In a recent paper, we introduced the standard k-tuple S:=(S1,…,Sk) of pure row isometries Si:=[Si,1⋯Si,ni] acting on the Hilbert space ℓ2(Fn1+×⋯×Fnk+), where Fn+ is the unital free semigroup with n generators, and showed that S is the universal k-tuple of doubly Λ-commuting row isometries, i.e.Si,s⁎Sj,t=λij(s,t)‾Sj,tSi,s⁎ for every i,j∈{1,…,k} with i≠j and every s∈{1,…,ni}, t∈{1,…,nj}, where Λij:=[λi,j(s,t)] is an ni×nj-matrix with the entries in T:={z∈C:|z|=1} and Λj,i=Λi,j⁎. It was also proved that the set of all k-tuples T:=(T1,…,Tk) of row operators Ti:=[Ti,1⋯Ti,ni] acting on a Hilbert space H which admit S as universal model, i.e. there is a Hilbert space D such that H is jointly co-invariant for all operators Si,s⊗ID andTi,s⁎=(Si,s⁎⊗ID)|H,i∈{1,…,k} and s∈{1,…,ni}, consists of the pure elements of a set BΛ(H) which was called the regular Λ-polyball.

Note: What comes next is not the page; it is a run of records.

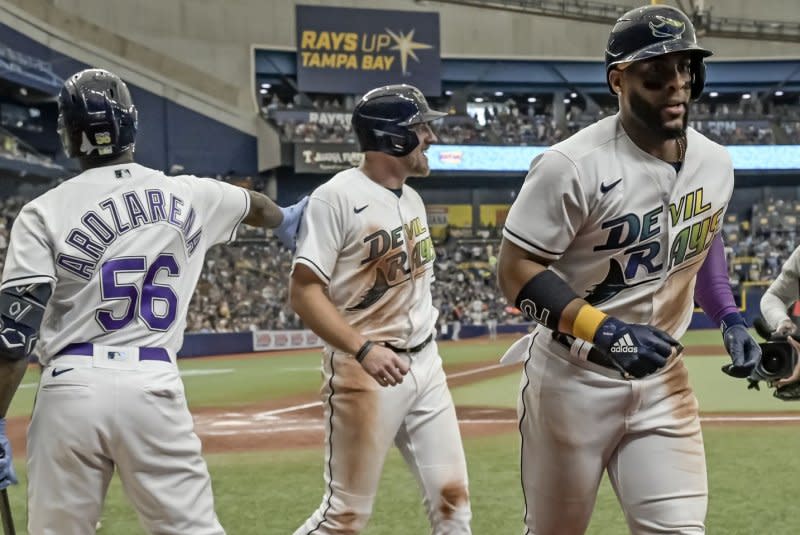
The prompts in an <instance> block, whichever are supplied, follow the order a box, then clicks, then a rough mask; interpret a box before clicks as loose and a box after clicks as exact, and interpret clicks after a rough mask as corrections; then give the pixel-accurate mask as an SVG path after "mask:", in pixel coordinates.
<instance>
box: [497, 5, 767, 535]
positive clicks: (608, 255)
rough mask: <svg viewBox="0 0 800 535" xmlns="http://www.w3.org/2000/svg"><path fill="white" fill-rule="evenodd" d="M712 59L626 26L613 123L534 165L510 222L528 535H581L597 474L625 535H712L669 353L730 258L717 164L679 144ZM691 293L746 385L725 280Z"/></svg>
mask: <svg viewBox="0 0 800 535" xmlns="http://www.w3.org/2000/svg"><path fill="white" fill-rule="evenodd" d="M709 55H711V52H709V51H708V50H706V49H704V48H702V47H700V46H699V45H698V44H697V42H696V39H695V32H694V28H693V26H692V23H691V21H690V20H689V18H688V17H686V15H684V14H683V13H682V12H681V11H679V10H677V9H675V8H672V7H668V6H658V5H655V6H647V7H642V8H638V9H633V10H631V11H629V12H628V13H626V14H624V15H623V16H622V17H621V18H620V19H619V20H618V21H617V23H616V25H615V26H614V27H613V29H612V30H611V34H610V38H609V41H608V48H607V50H606V66H607V71H606V72H607V82H608V85H609V88H610V89H611V91H612V92H613V93H615V94H616V95H618V98H619V107H620V111H619V113H618V114H617V115H615V116H613V117H608V118H606V119H603V120H600V121H598V122H597V123H595V124H594V125H592V126H589V127H588V128H586V129H584V130H582V131H580V132H578V133H577V134H575V135H573V136H572V137H570V138H569V139H567V140H566V141H563V142H561V143H559V144H557V145H555V146H553V147H551V148H550V149H549V150H547V151H545V152H544V153H543V154H542V155H541V156H539V157H537V158H536V159H535V160H534V161H533V164H532V166H531V169H530V172H529V174H528V176H527V178H526V180H525V183H524V185H523V187H522V189H521V191H520V193H519V196H518V198H517V200H516V201H515V202H514V204H513V206H512V207H511V210H510V213H509V216H508V219H507V220H506V224H505V228H504V231H503V243H502V246H501V253H500V260H499V266H498V277H499V283H500V286H501V289H502V290H503V292H504V294H505V295H506V297H507V298H508V299H509V300H510V301H511V302H514V303H516V305H517V307H518V308H520V310H522V311H523V312H524V313H525V314H526V315H527V317H528V318H530V319H532V320H534V321H535V322H537V323H538V327H537V328H536V329H535V330H534V332H533V333H531V334H530V335H529V336H528V337H526V338H523V339H522V342H520V343H517V344H515V345H514V346H512V348H511V349H510V350H509V352H508V353H507V355H506V356H505V357H504V358H513V357H515V356H519V357H522V358H524V360H525V368H524V370H525V371H524V375H523V377H522V382H521V393H520V402H519V405H518V406H519V417H520V433H521V437H522V444H521V456H522V459H521V471H522V481H523V491H524V497H525V523H526V526H527V530H526V531H525V533H530V534H533V533H535V534H536V535H573V534H582V533H584V532H585V531H586V528H587V526H588V524H589V519H590V516H591V513H592V509H593V507H594V503H595V498H596V495H597V489H598V485H599V483H600V480H601V478H602V475H603V472H604V471H607V472H608V475H609V478H610V481H611V484H612V486H613V487H614V490H615V492H616V494H617V497H618V499H619V501H620V504H621V506H622V509H623V511H624V513H625V518H626V520H627V523H628V527H629V529H630V531H631V532H633V533H635V534H653V533H661V534H666V533H674V534H678V533H680V534H683V535H686V534H690V533H704V530H705V527H704V521H705V515H706V507H707V482H706V465H705V459H704V451H703V438H702V435H701V430H700V422H699V417H698V407H697V400H696V398H695V396H694V393H693V392H692V389H691V386H690V385H689V382H688V377H687V370H686V367H685V365H684V362H683V360H682V358H681V357H680V351H681V350H682V348H681V346H680V344H679V343H678V342H677V339H679V338H680V337H681V336H682V335H683V333H684V332H685V330H686V328H687V326H688V325H689V322H690V320H691V317H692V309H693V297H694V294H695V277H696V275H697V273H698V271H699V270H700V268H701V266H703V270H704V271H705V270H708V271H709V274H708V275H707V278H708V280H709V281H712V282H713V281H714V280H716V279H715V276H716V275H717V274H718V271H719V270H718V268H719V264H718V263H716V262H712V261H709V262H706V264H707V266H705V265H704V261H705V260H706V258H707V256H708V255H709V254H710V253H709V251H712V250H713V251H719V252H721V251H722V248H721V247H719V245H720V244H718V243H716V240H718V237H717V236H718V233H719V231H720V229H721V226H722V220H723V219H722V218H723V215H724V213H725V209H726V207H727V205H728V202H729V199H730V195H731V191H732V188H733V169H732V164H731V159H730V157H729V155H728V153H727V152H726V151H725V149H724V148H723V147H721V146H719V145H717V144H716V143H713V142H712V141H710V140H709V139H707V138H705V137H703V136H702V135H700V134H699V133H697V132H696V131H695V130H693V129H691V128H687V118H688V115H687V114H688V106H689V102H690V100H691V99H695V98H697V97H699V96H700V94H701V92H702V89H703V85H704V74H705V73H704V65H703V58H705V57H707V56H709ZM530 214H536V217H531V215H530ZM715 243H716V245H714V246H713V247H712V244H715ZM711 254H718V253H716V252H712V253H711ZM722 262H723V264H722V265H723V267H724V257H723V258H722ZM704 284H706V283H704ZM698 293H699V294H703V295H701V296H699V297H700V299H701V300H702V301H704V302H705V304H704V306H705V307H706V308H705V310H706V312H707V313H709V314H710V315H711V316H712V317H715V318H719V319H720V321H721V320H722V319H725V321H727V323H725V324H724V325H723V329H724V332H725V337H726V346H727V347H728V348H729V351H731V356H732V363H731V366H730V367H728V368H726V370H727V371H728V372H729V373H731V374H733V375H736V376H739V377H744V376H746V375H747V374H748V373H750V371H752V369H753V366H754V365H755V362H756V361H757V359H758V356H759V352H758V347H757V344H756V343H755V341H754V340H753V339H752V338H750V336H749V334H747V331H746V328H745V327H744V325H743V324H742V323H740V321H742V320H741V316H740V315H739V314H738V311H734V310H731V309H730V307H729V305H730V303H732V302H733V301H732V295H731V290H730V286H729V285H728V284H727V279H726V283H725V285H724V287H708V288H705V287H704V288H699V289H698ZM737 316H738V317H737Z"/></svg>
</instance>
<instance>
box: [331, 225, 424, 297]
mask: <svg viewBox="0 0 800 535" xmlns="http://www.w3.org/2000/svg"><path fill="white" fill-rule="evenodd" d="M404 233H405V239H404V236H403V235H404ZM363 242H364V245H366V246H367V257H366V258H365V259H364V260H362V261H361V265H362V266H363V265H364V264H374V265H375V282H374V283H373V284H372V287H371V288H370V289H369V290H367V291H366V292H365V293H364V295H362V296H361V300H360V301H359V302H358V303H356V304H355V305H353V306H351V307H348V308H347V310H348V311H353V310H364V309H366V308H369V307H370V306H372V305H374V304H375V303H377V302H378V300H380V298H381V297H383V296H384V295H385V294H386V292H388V291H389V290H390V289H391V288H394V287H395V286H400V285H401V284H404V283H406V282H409V281H410V280H412V278H413V277H415V276H419V275H420V274H421V273H422V272H424V271H425V269H427V267H428V265H429V264H432V263H433V261H434V260H435V259H436V251H435V250H434V247H433V240H431V237H430V235H429V233H428V229H427V228H425V225H423V224H422V220H421V219H420V218H418V217H415V218H414V219H413V220H412V221H411V222H410V223H409V224H407V225H400V226H399V227H396V228H394V229H392V230H390V231H386V230H383V229H381V230H378V231H377V232H373V233H372V234H370V235H369V236H367V237H366V238H364V240H363ZM407 242H408V243H407ZM409 249H410V252H411V254H410V255H409V252H408V251H409Z"/></svg>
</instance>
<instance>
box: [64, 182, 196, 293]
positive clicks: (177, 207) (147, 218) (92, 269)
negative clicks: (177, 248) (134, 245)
mask: <svg viewBox="0 0 800 535" xmlns="http://www.w3.org/2000/svg"><path fill="white" fill-rule="evenodd" d="M187 206H188V213H186V207H187ZM97 207H98V208H99V209H98V210H88V211H86V212H85V213H84V214H83V215H81V217H80V223H79V225H80V228H73V229H71V230H70V232H69V234H68V235H67V238H66V240H65V242H66V243H67V244H68V245H70V246H72V247H73V248H75V249H77V250H78V251H80V252H81V253H83V255H85V256H74V255H69V254H66V253H60V254H59V255H58V257H57V258H56V264H58V265H59V266H60V267H62V268H64V269H66V270H67V271H69V272H70V273H73V274H75V275H77V276H78V277H81V278H82V279H86V280H89V279H90V278H91V277H92V273H93V272H94V270H95V268H96V267H97V261H98V260H100V258H102V256H103V253H105V251H106V249H108V247H109V246H111V245H112V244H113V243H114V242H115V241H116V240H117V238H119V237H120V236H121V235H123V234H125V233H126V232H128V231H129V230H131V229H132V228H139V227H141V226H142V225H153V224H156V223H161V222H165V223H168V224H170V225H172V226H174V227H175V228H177V229H179V230H180V232H181V234H182V235H183V238H184V244H185V246H186V252H187V254H188V255H189V256H191V255H192V253H194V250H195V248H196V247H197V244H198V243H199V242H200V237H201V236H202V233H203V227H199V228H197V229H196V230H195V229H194V228H193V227H194V223H195V220H196V219H197V213H196V211H195V209H194V208H193V207H192V206H190V205H188V204H187V203H186V202H184V201H183V199H181V198H180V197H177V196H176V195H174V194H172V193H170V194H169V195H168V196H166V195H165V194H164V192H163V191H161V190H158V189H147V190H145V191H144V192H141V191H135V190H131V191H126V192H124V193H122V195H121V196H119V197H116V196H115V197H110V198H108V199H105V200H103V201H101V202H99V203H98V204H97ZM184 213H186V216H185V219H184V218H183V214H184ZM87 257H88V258H87Z"/></svg>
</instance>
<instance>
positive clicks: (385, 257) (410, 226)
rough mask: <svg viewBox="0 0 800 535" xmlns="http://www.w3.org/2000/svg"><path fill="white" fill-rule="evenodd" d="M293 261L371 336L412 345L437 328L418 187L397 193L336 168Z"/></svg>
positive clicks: (300, 242) (300, 232) (425, 225)
mask: <svg viewBox="0 0 800 535" xmlns="http://www.w3.org/2000/svg"><path fill="white" fill-rule="evenodd" d="M297 241H298V248H297V254H296V256H295V263H300V264H303V265H306V266H308V267H309V268H310V269H311V270H313V271H314V273H316V275H317V276H318V277H319V278H320V279H322V280H323V281H325V282H326V283H327V285H328V292H329V297H330V299H331V302H333V304H334V305H336V307H337V308H338V310H339V312H341V314H342V315H343V316H344V318H345V320H346V321H347V322H348V323H349V324H350V325H352V326H353V327H354V328H355V329H356V330H358V331H359V332H360V333H362V334H363V335H364V336H366V337H368V338H370V339H372V340H380V341H387V342H390V343H391V344H393V345H396V346H399V347H411V346H415V345H417V344H419V343H420V342H422V341H424V340H425V339H426V338H427V337H428V336H429V335H430V334H431V333H432V332H433V329H434V326H435V325H436V318H437V316H438V312H437V310H436V308H435V307H434V306H433V303H432V300H431V282H432V280H433V261H434V259H435V258H436V253H435V251H434V247H433V241H432V240H431V237H430V232H429V230H428V221H427V217H426V215H425V206H424V204H423V203H422V199H421V198H420V196H419V194H418V193H417V192H416V191H414V190H413V189H412V188H410V187H409V186H406V185H404V186H403V189H402V194H401V195H400V197H399V198H398V196H397V195H395V193H394V192H392V191H391V190H389V189H387V188H385V187H383V186H381V185H379V184H377V183H375V182H373V181H372V180H370V179H369V178H368V177H367V176H366V175H364V173H362V172H361V170H359V169H357V168H353V169H348V170H346V171H342V172H340V173H338V174H336V175H335V176H334V177H333V178H331V179H330V180H329V181H328V182H326V183H325V184H323V185H322V186H320V187H319V188H317V189H316V190H315V191H314V193H313V194H312V195H311V198H310V200H309V203H308V207H307V208H306V213H305V216H304V218H303V223H302V224H301V226H300V232H299V234H298V240H297Z"/></svg>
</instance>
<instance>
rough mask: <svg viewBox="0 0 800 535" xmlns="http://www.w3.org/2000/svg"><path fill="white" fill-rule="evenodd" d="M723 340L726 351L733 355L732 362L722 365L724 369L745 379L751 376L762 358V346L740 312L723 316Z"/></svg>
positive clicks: (722, 321) (728, 371)
mask: <svg viewBox="0 0 800 535" xmlns="http://www.w3.org/2000/svg"><path fill="white" fill-rule="evenodd" d="M721 327H722V342H723V344H725V351H727V352H728V355H730V357H731V363H730V364H726V365H725V366H723V367H722V371H723V372H725V373H727V374H728V375H730V376H731V377H736V378H737V379H744V378H746V377H750V376H751V375H752V373H753V370H754V369H755V367H756V364H758V361H759V359H761V347H759V345H758V342H756V341H755V340H754V339H753V337H752V336H750V332H749V331H748V330H747V323H745V321H744V318H743V317H742V315H741V314H739V313H738V312H732V313H730V314H728V315H726V316H725V317H724V318H722V326H721Z"/></svg>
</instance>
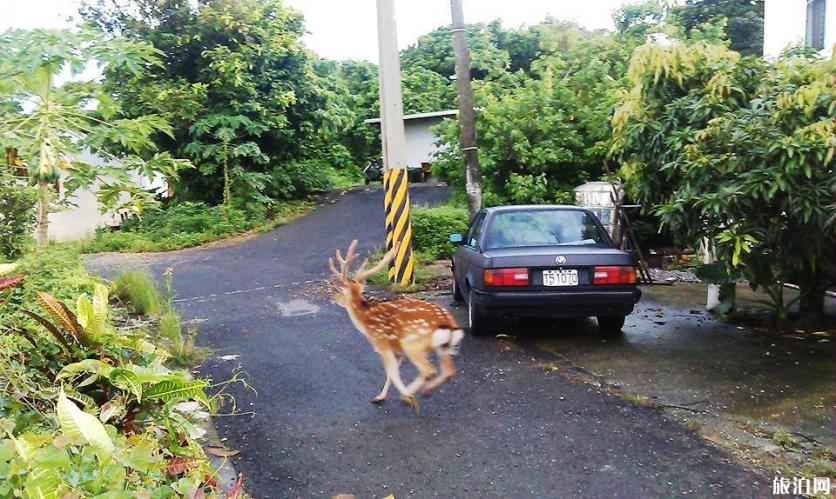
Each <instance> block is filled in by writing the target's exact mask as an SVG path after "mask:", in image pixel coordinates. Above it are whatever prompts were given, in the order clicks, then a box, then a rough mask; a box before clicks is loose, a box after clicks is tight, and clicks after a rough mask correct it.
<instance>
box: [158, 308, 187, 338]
mask: <svg viewBox="0 0 836 499" xmlns="http://www.w3.org/2000/svg"><path fill="white" fill-rule="evenodd" d="M159 336H160V338H165V339H167V340H170V341H171V342H177V341H180V340H181V339H182V337H183V323H182V321H181V320H180V314H178V313H177V311H176V310H174V309H172V308H169V309H168V310H166V311H165V312H164V313H163V315H162V316H161V317H160V329H159Z"/></svg>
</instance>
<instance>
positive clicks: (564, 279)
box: [543, 269, 578, 286]
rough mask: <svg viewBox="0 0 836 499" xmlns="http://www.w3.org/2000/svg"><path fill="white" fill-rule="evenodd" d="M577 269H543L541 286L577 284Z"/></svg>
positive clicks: (577, 272)
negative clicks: (549, 269)
mask: <svg viewBox="0 0 836 499" xmlns="http://www.w3.org/2000/svg"><path fill="white" fill-rule="evenodd" d="M577 285H578V271H577V269H570V270H544V271H543V286H577Z"/></svg>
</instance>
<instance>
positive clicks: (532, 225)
mask: <svg viewBox="0 0 836 499" xmlns="http://www.w3.org/2000/svg"><path fill="white" fill-rule="evenodd" d="M605 242H606V238H605V237H604V235H603V234H602V233H601V230H600V229H599V228H598V225H597V224H596V223H595V219H594V217H593V216H592V215H590V214H589V213H587V212H585V211H579V210H532V211H507V212H501V213H497V214H496V215H495V216H494V217H493V220H492V221H491V224H490V226H489V227H488V232H487V233H486V235H485V248H486V249H499V248H519V247H528V246H559V245H597V244H605Z"/></svg>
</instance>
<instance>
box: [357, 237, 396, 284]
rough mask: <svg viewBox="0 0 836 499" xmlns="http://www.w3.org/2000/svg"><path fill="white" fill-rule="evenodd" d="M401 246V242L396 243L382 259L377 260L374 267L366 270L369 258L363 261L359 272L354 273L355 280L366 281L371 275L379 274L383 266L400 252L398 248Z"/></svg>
mask: <svg viewBox="0 0 836 499" xmlns="http://www.w3.org/2000/svg"><path fill="white" fill-rule="evenodd" d="M400 247H401V244H400V243H398V244H397V245H395V247H393V248H392V249H390V250H389V251H388V252H387V253H386V254H385V255H383V258H381V259H380V261H379V262H377V264H375V266H374V267H372V268H370V269H368V270H366V266H367V265H368V264H369V259H368V258H366V259H365V260H364V261H363V263H362V264H361V265H360V268H359V269H357V272H356V273H355V274H354V280H355V281H360V282H365V281H366V279H368V278H369V277H371V276H373V275H375V274H377V273H378V272H380V271H381V270H383V268H384V267H385V266H386V265H387V264H388V263H389V262H391V261H392V259H393V258H395V255H397V254H398V250H399V249H400Z"/></svg>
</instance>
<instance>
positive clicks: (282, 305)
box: [91, 187, 769, 499]
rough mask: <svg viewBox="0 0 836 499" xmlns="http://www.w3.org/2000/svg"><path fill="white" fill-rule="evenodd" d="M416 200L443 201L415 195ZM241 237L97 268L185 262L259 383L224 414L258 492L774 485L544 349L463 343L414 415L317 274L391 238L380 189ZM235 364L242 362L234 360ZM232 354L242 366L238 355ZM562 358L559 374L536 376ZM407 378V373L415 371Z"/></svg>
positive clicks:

The goal of the present paper is to introduce and study noncommutative Hardy spaces associated with the regular Λ-polyball, to develop a functional calculus on noncommutative Hardy spaces for the completely non-coisometric (c.n.c.) k-tuples in BΛ(H), and to study the characteristic functions and the associated multi-analytic models for the c.n.c. elements in the regular Λ-polyball. In addition, we show that the characteristic function is a complete unitary invariant for the class of c.n.c. k-tuples in BΛ(H). These results extend the corresponding classical results of Sz.-Nagy–Foiaş for contractions and the noncommutative versions for row contractions. In the particular case when n1=⋯=nk=1 and Λij=1, we obtain a functional calculus and operator model theory in terms of characteristic functions for k-tuples of contractions satisfying Brehmer condition.